Note: If you’re really feeling the need to chat in the library, go to the Link. This is the prime “fake studying” location. At this point, this space should be turned into a social area because little to no work is getting done there.

  1. People who are sick. Why, oh why, do people make the conscious decision to come to the library when they are sick? If you’re under the weather, either drink orange juice or go somewhere with ambient noise because the last thing I want to hear when studying for my final is someone coughing up a lung. Now, don’t get me wrong, I have mad respect for the people who still make the trip despite being on the verge of death.
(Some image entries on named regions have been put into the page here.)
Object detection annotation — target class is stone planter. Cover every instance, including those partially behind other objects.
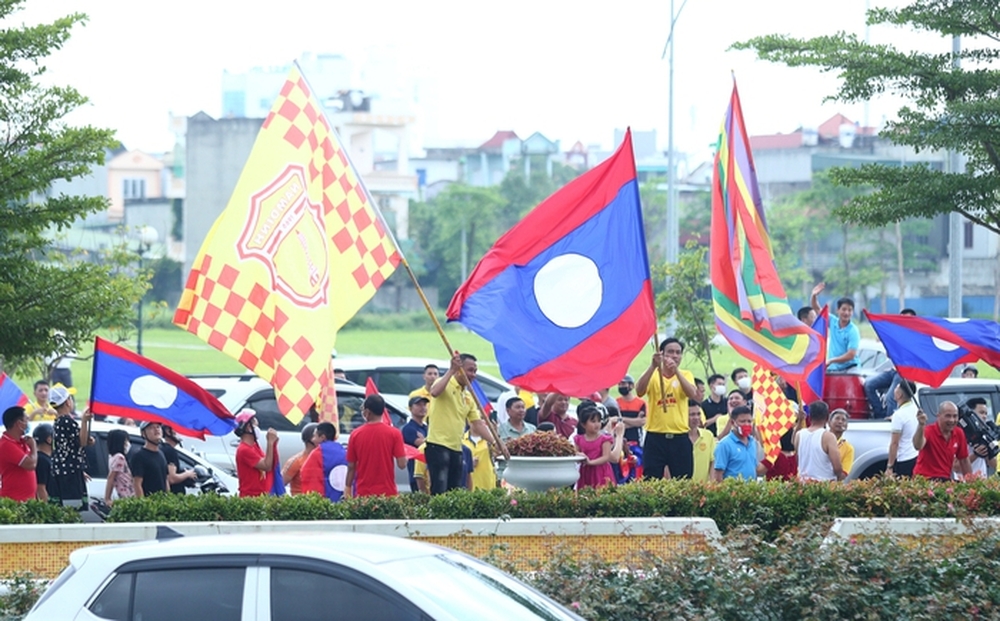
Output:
[503,455,586,492]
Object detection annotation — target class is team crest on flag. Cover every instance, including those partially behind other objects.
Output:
[236,164,329,308]
[174,67,400,423]
[751,364,796,463]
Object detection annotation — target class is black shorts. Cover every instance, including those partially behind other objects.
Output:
[642,432,694,479]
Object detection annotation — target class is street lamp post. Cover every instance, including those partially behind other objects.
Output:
[135,226,160,356]
[660,0,687,263]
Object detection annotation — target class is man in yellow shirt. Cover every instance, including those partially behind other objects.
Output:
[635,337,698,479]
[424,352,493,494]
[24,380,56,422]
[410,364,441,400]
[688,401,715,481]
[830,408,854,477]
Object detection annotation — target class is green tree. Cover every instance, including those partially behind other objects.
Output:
[410,183,507,303]
[0,0,145,369]
[733,0,1000,233]
[653,240,718,377]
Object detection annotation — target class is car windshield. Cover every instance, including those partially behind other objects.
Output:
[386,554,580,621]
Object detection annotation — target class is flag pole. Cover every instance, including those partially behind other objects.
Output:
[310,76,510,459]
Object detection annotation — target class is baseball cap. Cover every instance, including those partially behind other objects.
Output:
[49,384,69,407]
[139,420,162,431]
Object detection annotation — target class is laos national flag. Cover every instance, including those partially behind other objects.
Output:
[90,337,236,439]
[864,311,1000,388]
[447,131,656,395]
[0,373,28,412]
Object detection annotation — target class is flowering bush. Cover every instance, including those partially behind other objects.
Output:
[507,431,576,457]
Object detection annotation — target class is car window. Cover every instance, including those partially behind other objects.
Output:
[132,567,246,621]
[247,389,309,431]
[268,567,421,621]
[89,567,246,621]
[376,369,424,395]
[89,573,135,621]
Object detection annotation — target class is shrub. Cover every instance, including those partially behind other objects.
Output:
[500,524,1000,621]
[507,431,577,457]
[97,474,1000,538]
[0,498,81,525]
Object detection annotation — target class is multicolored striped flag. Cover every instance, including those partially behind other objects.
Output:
[174,67,400,423]
[751,364,796,463]
[711,81,823,384]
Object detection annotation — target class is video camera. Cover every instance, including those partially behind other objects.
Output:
[958,398,1000,459]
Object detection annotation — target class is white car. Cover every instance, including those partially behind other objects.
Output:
[184,373,410,492]
[25,533,580,621]
[333,356,514,405]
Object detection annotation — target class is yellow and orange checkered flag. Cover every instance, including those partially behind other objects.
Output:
[174,67,400,423]
[751,364,796,463]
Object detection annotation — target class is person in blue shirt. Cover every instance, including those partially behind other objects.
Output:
[811,282,861,371]
[712,405,759,481]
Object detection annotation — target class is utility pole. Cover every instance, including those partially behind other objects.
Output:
[661,0,687,263]
[948,36,965,317]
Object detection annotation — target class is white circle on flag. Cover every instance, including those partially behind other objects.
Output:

However, not only is it annoying to hear someone hawking and hacking up an organ, but it’s just plain gross. If you are sick and do need a place to study, however, may I suggest reserving a group project room? *See #6 for possible repercussions.*
  1. Taking too long when asking someone to watch your stuff. Thanks to The Guardian of Stuff, we got an inside look at the terror that goes through someone’s mind when asked to watch a stranger’s “stuff”. Let’s set some ground rules: If I don’t know you, the max you can ask me to watch your stuff is 5-15 minutes. 15 minutes is pushing it though. This includes activities such as, getting a drink of water, getting a snack or coffee from Vondy, bathroom break, etc… If you ask me to watch your stuff and I see you getting ready to “Netflix and Chill” in a deserted corner in the library, I’m going to just act like I didn’t hear you.

So, if you’ve ever been guilty of one of the above or you’re a repeated offender, let’s all try to be a little more considerate. If you can handle the intense glares and awkward looks then by all means continue trolling Perkins. At the end of the day this is our space (and for fellow Pratt students our second home). To all heading into their final papers and final exams, I salute you.